No hace falta cambiar nada drástico en casa, pero sí es un buen recordatorio para socializar a los cachorros con caras y estados de ánimo variados desde pequeños, y para no interpretar como "desobediencia" lo que puede ser simplemente una reacción a tu propio estado emocional. Si notas cambios de comportamiento bruscos y sostenidos en tu perro —no solo un rato después de un enfado puntual—, lo prudente sigue siendo consultar con un veterinario o un etólogo, porque un estudio de laboratorio no sustituye una valoración individual de tu animal.

Comparativas que te ayudan a elegir

Fuentes

Sobre esta noticia: elaborada a partir de las fuentes citadas arriba. En Huella Feliz contrastamos cada dato con su publicación original y no inventamos cifras. Si detectas un error, escríbenos.

Preguntas frecuentes

¿Mi perro siente lo mismo que yo cuando me ve triste o enfadado?

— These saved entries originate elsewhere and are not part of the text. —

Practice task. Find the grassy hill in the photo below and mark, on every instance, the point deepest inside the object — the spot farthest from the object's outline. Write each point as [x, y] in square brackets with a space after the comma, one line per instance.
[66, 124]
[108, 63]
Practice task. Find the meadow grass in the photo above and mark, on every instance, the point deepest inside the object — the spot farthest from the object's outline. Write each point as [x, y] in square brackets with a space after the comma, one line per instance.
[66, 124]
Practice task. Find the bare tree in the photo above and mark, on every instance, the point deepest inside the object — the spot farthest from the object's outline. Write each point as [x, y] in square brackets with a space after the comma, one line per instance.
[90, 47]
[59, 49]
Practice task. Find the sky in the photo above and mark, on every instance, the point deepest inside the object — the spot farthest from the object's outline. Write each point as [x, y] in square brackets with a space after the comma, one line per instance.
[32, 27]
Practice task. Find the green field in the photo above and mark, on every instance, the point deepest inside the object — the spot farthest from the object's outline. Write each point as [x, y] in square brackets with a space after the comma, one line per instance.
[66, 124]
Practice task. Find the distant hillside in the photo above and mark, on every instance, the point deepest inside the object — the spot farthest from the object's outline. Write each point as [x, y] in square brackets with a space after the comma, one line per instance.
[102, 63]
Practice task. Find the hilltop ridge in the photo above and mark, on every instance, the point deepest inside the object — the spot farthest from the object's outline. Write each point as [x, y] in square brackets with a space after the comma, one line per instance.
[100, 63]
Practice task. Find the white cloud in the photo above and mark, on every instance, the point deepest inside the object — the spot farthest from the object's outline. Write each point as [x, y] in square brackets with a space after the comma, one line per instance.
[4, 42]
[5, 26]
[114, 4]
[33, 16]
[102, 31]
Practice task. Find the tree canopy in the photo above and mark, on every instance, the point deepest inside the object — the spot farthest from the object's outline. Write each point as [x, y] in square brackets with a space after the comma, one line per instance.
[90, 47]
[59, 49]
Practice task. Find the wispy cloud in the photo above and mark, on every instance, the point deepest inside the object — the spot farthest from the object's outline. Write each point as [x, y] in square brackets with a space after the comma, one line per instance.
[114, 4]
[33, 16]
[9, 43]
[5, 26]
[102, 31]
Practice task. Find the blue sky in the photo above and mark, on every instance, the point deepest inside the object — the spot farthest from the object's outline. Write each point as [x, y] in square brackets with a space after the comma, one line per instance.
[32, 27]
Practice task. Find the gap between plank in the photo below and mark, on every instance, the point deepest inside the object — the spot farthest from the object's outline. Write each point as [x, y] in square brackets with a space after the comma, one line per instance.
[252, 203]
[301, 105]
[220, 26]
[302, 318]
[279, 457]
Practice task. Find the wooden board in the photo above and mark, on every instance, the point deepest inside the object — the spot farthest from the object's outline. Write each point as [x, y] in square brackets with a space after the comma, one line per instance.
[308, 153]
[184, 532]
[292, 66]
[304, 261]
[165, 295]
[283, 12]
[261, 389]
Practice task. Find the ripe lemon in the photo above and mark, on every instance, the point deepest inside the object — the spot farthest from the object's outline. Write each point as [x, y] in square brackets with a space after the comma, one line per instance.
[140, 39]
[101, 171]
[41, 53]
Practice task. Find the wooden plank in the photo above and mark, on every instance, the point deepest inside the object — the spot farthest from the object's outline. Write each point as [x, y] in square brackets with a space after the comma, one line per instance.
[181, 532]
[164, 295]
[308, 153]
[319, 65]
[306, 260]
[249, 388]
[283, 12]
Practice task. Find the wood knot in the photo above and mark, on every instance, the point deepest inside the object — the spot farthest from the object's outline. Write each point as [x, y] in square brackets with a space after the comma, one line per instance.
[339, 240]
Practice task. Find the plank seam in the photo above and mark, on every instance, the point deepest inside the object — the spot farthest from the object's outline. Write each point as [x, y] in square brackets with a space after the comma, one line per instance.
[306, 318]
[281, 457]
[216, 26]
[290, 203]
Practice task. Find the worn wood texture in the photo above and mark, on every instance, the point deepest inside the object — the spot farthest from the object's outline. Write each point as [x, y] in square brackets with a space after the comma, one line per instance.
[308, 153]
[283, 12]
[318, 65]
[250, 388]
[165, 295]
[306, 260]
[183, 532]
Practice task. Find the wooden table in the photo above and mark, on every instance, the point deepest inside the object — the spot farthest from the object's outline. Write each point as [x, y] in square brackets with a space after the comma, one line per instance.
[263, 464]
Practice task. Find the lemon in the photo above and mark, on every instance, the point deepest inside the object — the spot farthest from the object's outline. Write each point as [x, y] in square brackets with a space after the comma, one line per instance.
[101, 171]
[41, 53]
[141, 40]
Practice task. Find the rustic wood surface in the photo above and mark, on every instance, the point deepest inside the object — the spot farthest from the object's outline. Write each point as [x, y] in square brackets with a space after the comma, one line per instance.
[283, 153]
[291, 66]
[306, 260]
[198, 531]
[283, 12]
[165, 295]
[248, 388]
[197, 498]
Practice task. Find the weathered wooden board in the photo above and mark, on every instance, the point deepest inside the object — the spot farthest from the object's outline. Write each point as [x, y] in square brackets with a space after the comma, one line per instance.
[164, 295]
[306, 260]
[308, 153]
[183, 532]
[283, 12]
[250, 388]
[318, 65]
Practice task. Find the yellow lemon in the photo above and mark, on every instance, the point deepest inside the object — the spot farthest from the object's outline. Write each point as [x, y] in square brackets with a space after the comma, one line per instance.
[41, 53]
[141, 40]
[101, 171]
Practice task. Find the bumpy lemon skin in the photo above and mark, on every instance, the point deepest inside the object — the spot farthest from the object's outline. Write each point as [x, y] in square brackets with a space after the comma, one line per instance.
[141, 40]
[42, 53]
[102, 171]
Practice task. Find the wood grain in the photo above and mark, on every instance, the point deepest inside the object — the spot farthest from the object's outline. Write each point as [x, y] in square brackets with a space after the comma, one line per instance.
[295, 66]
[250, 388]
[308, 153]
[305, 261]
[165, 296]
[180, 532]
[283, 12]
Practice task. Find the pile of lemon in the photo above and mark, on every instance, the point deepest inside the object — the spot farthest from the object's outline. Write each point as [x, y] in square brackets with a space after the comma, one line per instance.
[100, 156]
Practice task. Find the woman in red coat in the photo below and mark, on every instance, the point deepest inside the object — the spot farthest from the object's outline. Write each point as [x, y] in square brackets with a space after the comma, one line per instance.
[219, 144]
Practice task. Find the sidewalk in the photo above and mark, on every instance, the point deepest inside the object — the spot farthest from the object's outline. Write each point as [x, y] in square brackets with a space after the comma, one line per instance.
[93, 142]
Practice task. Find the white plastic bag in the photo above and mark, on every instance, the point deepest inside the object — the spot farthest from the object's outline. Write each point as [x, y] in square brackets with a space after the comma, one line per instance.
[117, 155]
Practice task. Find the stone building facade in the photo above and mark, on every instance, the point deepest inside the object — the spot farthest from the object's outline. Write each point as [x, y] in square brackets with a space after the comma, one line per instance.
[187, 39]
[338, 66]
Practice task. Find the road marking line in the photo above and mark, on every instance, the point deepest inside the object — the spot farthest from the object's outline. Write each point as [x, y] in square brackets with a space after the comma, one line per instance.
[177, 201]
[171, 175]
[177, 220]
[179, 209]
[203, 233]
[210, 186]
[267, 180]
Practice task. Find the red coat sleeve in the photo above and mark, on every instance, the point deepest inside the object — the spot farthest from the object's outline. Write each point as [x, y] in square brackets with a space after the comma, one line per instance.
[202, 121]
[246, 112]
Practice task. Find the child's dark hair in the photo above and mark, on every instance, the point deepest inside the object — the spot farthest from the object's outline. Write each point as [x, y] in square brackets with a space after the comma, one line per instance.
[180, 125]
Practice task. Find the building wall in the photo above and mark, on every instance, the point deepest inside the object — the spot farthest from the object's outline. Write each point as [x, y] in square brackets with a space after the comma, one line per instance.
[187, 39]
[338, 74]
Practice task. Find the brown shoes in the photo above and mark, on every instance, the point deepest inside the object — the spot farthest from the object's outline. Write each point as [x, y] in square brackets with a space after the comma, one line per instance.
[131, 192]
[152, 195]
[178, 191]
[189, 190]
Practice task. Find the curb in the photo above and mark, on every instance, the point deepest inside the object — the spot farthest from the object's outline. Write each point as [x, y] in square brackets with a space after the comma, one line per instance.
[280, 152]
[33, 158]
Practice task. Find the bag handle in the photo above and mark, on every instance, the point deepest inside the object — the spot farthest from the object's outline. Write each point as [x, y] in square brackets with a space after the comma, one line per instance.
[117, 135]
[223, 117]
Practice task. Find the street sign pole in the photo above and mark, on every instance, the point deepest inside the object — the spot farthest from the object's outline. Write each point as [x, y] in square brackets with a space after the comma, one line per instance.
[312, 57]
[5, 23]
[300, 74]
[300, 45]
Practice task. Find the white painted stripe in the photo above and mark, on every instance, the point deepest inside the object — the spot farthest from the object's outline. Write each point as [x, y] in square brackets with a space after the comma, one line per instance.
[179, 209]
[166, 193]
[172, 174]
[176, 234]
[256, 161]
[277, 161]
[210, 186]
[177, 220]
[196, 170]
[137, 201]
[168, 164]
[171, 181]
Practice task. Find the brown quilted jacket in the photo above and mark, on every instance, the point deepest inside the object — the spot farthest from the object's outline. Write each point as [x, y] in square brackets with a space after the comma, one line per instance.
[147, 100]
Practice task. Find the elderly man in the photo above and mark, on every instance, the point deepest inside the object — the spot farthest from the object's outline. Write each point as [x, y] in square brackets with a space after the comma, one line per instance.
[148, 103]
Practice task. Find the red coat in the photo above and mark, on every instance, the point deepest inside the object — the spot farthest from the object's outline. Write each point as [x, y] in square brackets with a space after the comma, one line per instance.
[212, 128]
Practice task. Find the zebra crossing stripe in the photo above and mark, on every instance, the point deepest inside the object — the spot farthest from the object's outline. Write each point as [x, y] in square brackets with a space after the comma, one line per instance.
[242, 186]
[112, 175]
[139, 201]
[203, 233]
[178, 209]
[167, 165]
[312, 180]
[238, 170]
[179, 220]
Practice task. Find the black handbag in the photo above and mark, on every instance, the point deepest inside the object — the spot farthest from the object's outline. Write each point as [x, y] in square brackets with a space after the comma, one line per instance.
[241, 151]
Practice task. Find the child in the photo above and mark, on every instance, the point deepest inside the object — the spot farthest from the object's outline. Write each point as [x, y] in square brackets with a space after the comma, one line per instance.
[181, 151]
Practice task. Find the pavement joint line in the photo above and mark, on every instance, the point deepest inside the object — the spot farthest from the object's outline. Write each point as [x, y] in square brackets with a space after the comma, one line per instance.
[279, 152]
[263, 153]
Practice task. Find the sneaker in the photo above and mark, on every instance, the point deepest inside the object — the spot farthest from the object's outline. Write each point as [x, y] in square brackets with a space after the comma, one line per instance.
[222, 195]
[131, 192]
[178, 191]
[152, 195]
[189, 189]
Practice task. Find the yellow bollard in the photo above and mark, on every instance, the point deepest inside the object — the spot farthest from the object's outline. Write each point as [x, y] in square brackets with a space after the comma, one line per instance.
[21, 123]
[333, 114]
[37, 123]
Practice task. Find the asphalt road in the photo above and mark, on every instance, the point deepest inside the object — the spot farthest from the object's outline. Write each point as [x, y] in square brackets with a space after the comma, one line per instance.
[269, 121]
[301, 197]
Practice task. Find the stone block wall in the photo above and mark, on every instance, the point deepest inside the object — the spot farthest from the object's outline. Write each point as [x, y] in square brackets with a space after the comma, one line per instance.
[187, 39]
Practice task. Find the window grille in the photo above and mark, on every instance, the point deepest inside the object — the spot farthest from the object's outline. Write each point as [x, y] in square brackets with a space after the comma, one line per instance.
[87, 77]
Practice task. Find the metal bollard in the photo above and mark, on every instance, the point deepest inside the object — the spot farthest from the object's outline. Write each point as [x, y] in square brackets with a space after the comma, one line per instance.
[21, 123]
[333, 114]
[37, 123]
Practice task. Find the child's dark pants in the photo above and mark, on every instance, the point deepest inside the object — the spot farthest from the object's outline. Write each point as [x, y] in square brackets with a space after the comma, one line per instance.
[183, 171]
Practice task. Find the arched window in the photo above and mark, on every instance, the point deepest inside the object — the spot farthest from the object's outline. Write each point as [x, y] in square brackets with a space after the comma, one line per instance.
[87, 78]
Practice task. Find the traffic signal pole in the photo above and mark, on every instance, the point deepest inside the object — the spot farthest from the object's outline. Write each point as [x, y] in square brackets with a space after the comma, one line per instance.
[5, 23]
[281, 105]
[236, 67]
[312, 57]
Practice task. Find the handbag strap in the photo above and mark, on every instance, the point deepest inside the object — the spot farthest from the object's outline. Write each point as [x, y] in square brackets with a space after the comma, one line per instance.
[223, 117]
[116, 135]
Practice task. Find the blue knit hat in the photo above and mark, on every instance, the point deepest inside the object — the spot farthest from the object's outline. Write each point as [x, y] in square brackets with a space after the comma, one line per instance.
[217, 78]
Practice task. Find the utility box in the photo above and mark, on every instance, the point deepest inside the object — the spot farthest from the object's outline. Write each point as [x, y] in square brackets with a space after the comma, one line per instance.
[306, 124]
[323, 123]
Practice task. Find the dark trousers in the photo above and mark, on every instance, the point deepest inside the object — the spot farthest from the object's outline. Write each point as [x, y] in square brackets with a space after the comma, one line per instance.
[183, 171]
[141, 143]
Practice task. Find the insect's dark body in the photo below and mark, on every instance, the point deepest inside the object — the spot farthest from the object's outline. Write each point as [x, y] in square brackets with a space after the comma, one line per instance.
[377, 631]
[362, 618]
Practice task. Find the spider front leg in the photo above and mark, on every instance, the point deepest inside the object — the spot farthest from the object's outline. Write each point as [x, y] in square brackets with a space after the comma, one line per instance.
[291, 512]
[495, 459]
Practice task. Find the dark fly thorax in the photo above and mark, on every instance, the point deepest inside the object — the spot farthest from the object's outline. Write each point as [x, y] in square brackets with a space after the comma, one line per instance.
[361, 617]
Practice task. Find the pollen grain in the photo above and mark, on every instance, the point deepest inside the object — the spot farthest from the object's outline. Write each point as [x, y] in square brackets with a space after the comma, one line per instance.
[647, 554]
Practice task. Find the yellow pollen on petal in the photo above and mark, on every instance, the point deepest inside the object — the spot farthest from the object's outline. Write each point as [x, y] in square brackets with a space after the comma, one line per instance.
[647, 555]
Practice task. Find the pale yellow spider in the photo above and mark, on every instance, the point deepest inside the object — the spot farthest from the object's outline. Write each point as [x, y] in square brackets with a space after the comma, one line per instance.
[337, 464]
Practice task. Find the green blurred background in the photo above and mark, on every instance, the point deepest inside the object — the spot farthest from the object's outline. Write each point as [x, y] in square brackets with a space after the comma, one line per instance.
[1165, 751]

No exactamente. El estudio demuestra que su cerebro distingue esas expresiones entre sí, pero los propios investigadores aclaran que eso no implica que el perro experimente la emoción de la misma forma que un humano. Reconocer una cara no es lo mismo que comprender la causa.

¿El estudio usó caras de los propios dueños de los perros?

No, precisamente al contrario: se usaron fotografías de personas desconocidas para los perros. Esto refuerza el hallazgo, porque descarta que la reacción se debiera solo a reconocer a alguien familiar.

¿Todos los perros reaccionan igual ante las expresiones faciales humanas?

El estudio se hizo con perros de hogares con buen trato y acostumbrados a la convivencia humana. Los autores señalan que perros con historias distintas, como los que viven en la calle, podrían interpretar las mismas señales de otra manera.

¿Debería preocuparme si mi perro se aleja cuando estoy enfadado?

Es una reacción esperable a la luz de este estudio y no suele ser motivo de alarma por sí sola. Si el cambio de comportamiento es intenso, persistente o va acompañado de otros síntomas, consulta con tu veterinario o con un etólogo.

¿Esto significa que los perros entienden el lenguaje humano?

No, el estudio se centra en expresiones faciales, no en el habla. Es una vía de comunicación distinta, más visual, que se suma a otras señales como el tono de voz o el olor que el perro también interpreta.